VEIL: as a white, thin membrane forming an annulus, fragile and persistent, rarely absent (Plate 7), thin, white, smooth below but slightly striate above, with subgelatinous margin; easily bluing along the margin.

CONTEXT: (flesh) whitish or light to dark yellowish-brown, translucent to somewhat pliant in the pileus, tough in the stipe, staining blue when cut mainly in young stages. Odor and taste strong farinaceous in young stages, but weak in the adults. KOH staining the pileus and context reddish brown, negative or rose on the stipe or in young specimens.

SPORE PRINT: deep violaceous to dark violaceous purple.
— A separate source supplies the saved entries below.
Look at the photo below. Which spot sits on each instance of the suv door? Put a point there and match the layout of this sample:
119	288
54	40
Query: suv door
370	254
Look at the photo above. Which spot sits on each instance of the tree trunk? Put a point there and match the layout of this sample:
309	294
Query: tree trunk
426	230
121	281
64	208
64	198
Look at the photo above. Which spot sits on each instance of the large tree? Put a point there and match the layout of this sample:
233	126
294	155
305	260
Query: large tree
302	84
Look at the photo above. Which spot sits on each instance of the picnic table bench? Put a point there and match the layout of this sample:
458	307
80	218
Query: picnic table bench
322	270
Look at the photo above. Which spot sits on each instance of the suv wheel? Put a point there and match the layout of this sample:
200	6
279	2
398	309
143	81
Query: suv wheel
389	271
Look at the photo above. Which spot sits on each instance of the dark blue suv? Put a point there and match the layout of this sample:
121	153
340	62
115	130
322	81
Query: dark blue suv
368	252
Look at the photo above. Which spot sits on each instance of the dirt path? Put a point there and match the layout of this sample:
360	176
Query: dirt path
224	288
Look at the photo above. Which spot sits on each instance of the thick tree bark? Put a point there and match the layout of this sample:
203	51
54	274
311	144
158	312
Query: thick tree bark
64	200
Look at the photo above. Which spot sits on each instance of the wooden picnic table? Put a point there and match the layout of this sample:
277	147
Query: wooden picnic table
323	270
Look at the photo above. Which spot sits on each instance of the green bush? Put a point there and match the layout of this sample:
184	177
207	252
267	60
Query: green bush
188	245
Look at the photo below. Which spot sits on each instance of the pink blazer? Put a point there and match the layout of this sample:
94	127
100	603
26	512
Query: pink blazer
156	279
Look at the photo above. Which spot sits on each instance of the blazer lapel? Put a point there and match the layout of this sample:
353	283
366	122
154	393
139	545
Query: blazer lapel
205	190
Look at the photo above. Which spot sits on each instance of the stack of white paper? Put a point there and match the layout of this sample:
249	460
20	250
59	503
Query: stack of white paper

SPORES: (8.2-) 9.3-10.4 (-13.5) X 6-7.1 (-7.7) x 5.5-6.6 µm, subrhomboid in face view, Subellipsoid in side view, with a hilar appendage visible and a truncate apex with a broad germ pore, thick walled, dingy yellow brown. basidia: 16.5-33 x 5.5-8.8 µm, 4-spored, hyaline, sterigmata 3-4.4 µm long, subcylindric, with the median region slightly constricted. pleurocystidia: absent. cheilocystidia: 22-30 x 4.4-6.6 µm, abundant, forming a sterile band, hyaline, lageniform, fusiform-lanceolate or fusoid-ampullaceous, with an elongate and flexuous neck, 1-2.2 µm in diameter, sometimes irregularly branched. Subhymenium seemingly not cellular, with yellowish brown, hyphae with pigment irregularly incrusted and distributed on the hyphae walls. Trama regular with hyaline elongate cylindric or subglobose hyphae cells. Epicutis consisting of a thick pellicle with filamentous hyphae, moderately to strongly gelatinized, hyaline or yellowish, 1.6-5 µm in diameter. Hypodermium of compact subglobose hyphae, 5-10 µm diam., hyaline or more or less colores brownish to brownish red. The hyphae of the annulus hyaline, parallel to the surface, some gelatinized, 2-9 µm diam. Yellow brown lactiferous hyphae 2-5 µm diam. present in the hypodermium. Clamp connections present on all the hyphae.

HABITAT AND DISTRIBUTION: Scattered to gregarious in dense clusters, rarely solitary, on soil or on small plant fragments such as bark residues, or on bark mulch of conifers, or on well decomposed manure, in grasses, gardens or lawns in the cities, rarely in grassland or meadows. Fruiting from August to December. Only known from the Northwest North America, from Vancouver (Canada) to California (U.S.A.), but especially common in Washington and Oregon states. Reported from California as far south as Santa Cruz, but extremely rare in California.